Como se pode ver, a norma transitória do artigo 97.º da Lei n.º 20/2020, veio dar solução a uma questão específica que era a do enquadramento, à luz da nova lei, das pessoas, como a Recorrente, que, no âmbito do regime legal anterior, exerciam a actividade de contabilistas, não a actividade de auditores de contas, permitindo que estas continuem a exercer aquela actividade, considerando-se automaticamente inscritas como contabilistas na Comissão. Por isso, tal inscrição automática como contabilista resultante do n.º 1 do artigo 97.º esgota o seu alcance aí, enquanto habilitação para o exercício da actividade profissional de contabilista nos termos limitados que decorrem do n.º 4 do artigo 97.º. Não substitui, nem é equivalente, per se, à inscrição obtida nos termos do artigo 11.º da Lei n.º 20/2020, a qual, como dissemos, é a que releva para efeitos de aplicação da alínea 2) do n.º 1 do artigo 15.º daquele diploma.
(ii)
O que nos leva a um último e decisivo ponto. E que é este: a situação da Autora ou é enquadrada na norma do n.º 1 do artigo 97.º ou na norma do n.º 1 do artigo 100.º da Lei n.º 20/2020. Não, cumulativamente, em ambas as normas.
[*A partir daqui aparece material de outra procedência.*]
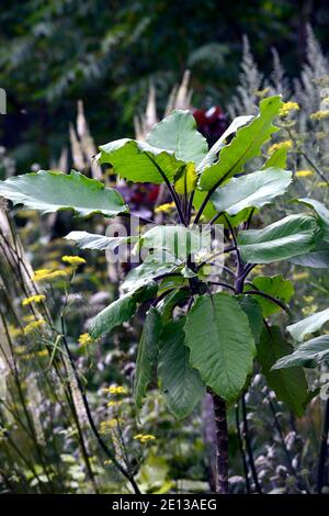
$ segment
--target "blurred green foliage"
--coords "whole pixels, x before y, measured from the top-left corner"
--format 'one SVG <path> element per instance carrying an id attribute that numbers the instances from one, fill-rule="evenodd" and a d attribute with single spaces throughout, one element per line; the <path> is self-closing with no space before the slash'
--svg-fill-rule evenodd
<path id="1" fill-rule="evenodd" d="M 225 106 L 237 83 L 241 37 L 266 72 L 271 47 L 297 75 L 306 24 L 328 43 L 326 1 L 42 0 L 1 2 L 0 141 L 25 171 L 58 158 L 76 101 L 98 143 L 133 133 L 150 80 L 163 108 L 186 67 L 195 105 Z M 298 58 L 297 58 L 298 57 Z"/>

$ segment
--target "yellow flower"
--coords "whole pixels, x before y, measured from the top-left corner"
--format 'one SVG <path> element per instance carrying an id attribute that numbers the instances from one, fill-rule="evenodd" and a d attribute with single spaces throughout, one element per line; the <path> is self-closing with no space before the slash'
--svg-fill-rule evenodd
<path id="1" fill-rule="evenodd" d="M 285 116 L 287 116 L 293 111 L 298 111 L 298 110 L 299 110 L 299 105 L 297 104 L 297 102 L 285 102 L 280 108 L 279 115 L 284 119 Z"/>
<path id="2" fill-rule="evenodd" d="M 78 338 L 78 343 L 81 347 L 86 347 L 86 346 L 89 346 L 90 344 L 92 344 L 93 339 L 89 334 L 82 334 Z"/>
<path id="3" fill-rule="evenodd" d="M 15 328 L 14 326 L 10 325 L 9 326 L 9 335 L 12 337 L 12 338 L 16 338 L 16 337 L 21 337 L 23 332 L 21 328 Z"/>
<path id="4" fill-rule="evenodd" d="M 309 115 L 310 120 L 319 121 L 329 119 L 329 110 L 320 110 Z"/>
<path id="5" fill-rule="evenodd" d="M 151 434 L 137 434 L 136 436 L 134 436 L 134 439 L 139 440 L 139 442 L 145 444 L 150 440 L 155 440 L 156 436 L 152 436 Z"/>
<path id="6" fill-rule="evenodd" d="M 314 295 L 303 295 L 305 303 L 311 303 L 314 301 Z"/>
<path id="7" fill-rule="evenodd" d="M 24 352 L 26 352 L 26 346 L 15 346 L 16 355 L 24 355 Z"/>
<path id="8" fill-rule="evenodd" d="M 38 329 L 42 326 L 44 326 L 46 322 L 43 318 L 39 318 L 37 321 L 33 321 L 33 323 L 27 324 L 24 326 L 23 332 L 24 334 L 30 334 L 31 332 L 34 332 L 34 329 Z"/>
<path id="9" fill-rule="evenodd" d="M 104 465 L 111 465 L 111 464 L 112 464 L 112 460 L 106 459 L 106 460 L 104 460 L 103 464 L 104 464 Z"/>
<path id="10" fill-rule="evenodd" d="M 65 263 L 69 263 L 70 266 L 79 266 L 81 263 L 86 263 L 84 258 L 81 258 L 80 256 L 64 256 L 61 258 L 61 261 Z"/>
<path id="11" fill-rule="evenodd" d="M 174 207 L 174 202 L 167 202 L 155 207 L 155 213 L 168 213 Z"/>
<path id="12" fill-rule="evenodd" d="M 117 401 L 117 402 L 111 401 L 111 402 L 107 403 L 107 406 L 109 406 L 109 408 L 111 408 L 113 406 L 120 406 L 121 404 L 122 404 L 122 400 Z"/>
<path id="13" fill-rule="evenodd" d="M 41 303 L 45 299 L 46 299 L 46 296 L 43 295 L 43 294 L 31 295 L 31 298 L 25 298 L 22 301 L 22 305 L 26 306 L 27 304 L 31 304 L 31 303 Z"/>
<path id="14" fill-rule="evenodd" d="M 64 278 L 68 274 L 67 270 L 57 269 L 38 269 L 34 272 L 32 280 L 33 281 L 52 281 L 57 278 Z"/>
<path id="15" fill-rule="evenodd" d="M 308 178 L 309 176 L 314 176 L 313 170 L 297 170 L 296 172 L 297 178 Z"/>
<path id="16" fill-rule="evenodd" d="M 328 183 L 326 181 L 320 181 L 320 182 L 317 183 L 317 187 L 318 188 L 327 188 Z"/>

Não é difícil, parece-nos, justificar esta asserção.
As disposições transitórias dos artigos 93.º a 102.º da Lei n.º 20/2020, tiveram em vista, entre o mais que agora não interessa e como é próprio de normas de direito transitório, acomodar ao novo regime jurídico da profissão de contabilista por ela introduzido as situações resultantes do direito pretérito, à luz do qual existiam duas profissões: a de contabilista, regulada pelo Estatuto dos Contabilistas Registados, aprovado pelo Decreto-Lei n.º 72/99/M, de 1 de Novembro, e a de auditor de contas, que encontrava a sua regulação nos termos do Estatuto dos Auditores de Contas, aprovado pelo Decreto-Lei n.º 71/99/M, de 1 de Novembro.
Assim.
As normas dos artigos 94.º e 95.º da Lei n.º 20/2020 tratam do enquadramento da situação dos anteriores auditores de contas face à nova lei (do modo seguinte: os auditores de contas que, à data da entrada em vigor da presente lei, já se encontrem registados na Comissão de Registo de Auditores e Contabilistas, nos termos do Estatuto dos Auditores de Contas, aprovado pelo Decreto-Lei n.º 71/99/M, de 1 de Novembro, são automaticamente inscritos como contabilistas, sendo-lhes emitidos um certificado de inscrição como contabilista, uma licença para o exercício da profissão e um cartão profissional).
As normas dos artigos 97.º e 98.º regem em relação ao tratamento da situação dos contabilistas do direito pretérito, nos termos que já vimos.
Por sua vez, a norma do artigo 100.º, invocado pela Autora para fundamentar a sua pretensão, contém as disposições transitórias relativas aos candidatos a auditor de contas e a contabilista registado do direito anterior, no pressuposto de que era essa, exclusivamente, a sua situação, a de candidatos, não sendo, portanto, nem auditores de contas nem contabilistas, porque, como dissemos, tais situações mereceram a regulação constante dos artigos anteriores.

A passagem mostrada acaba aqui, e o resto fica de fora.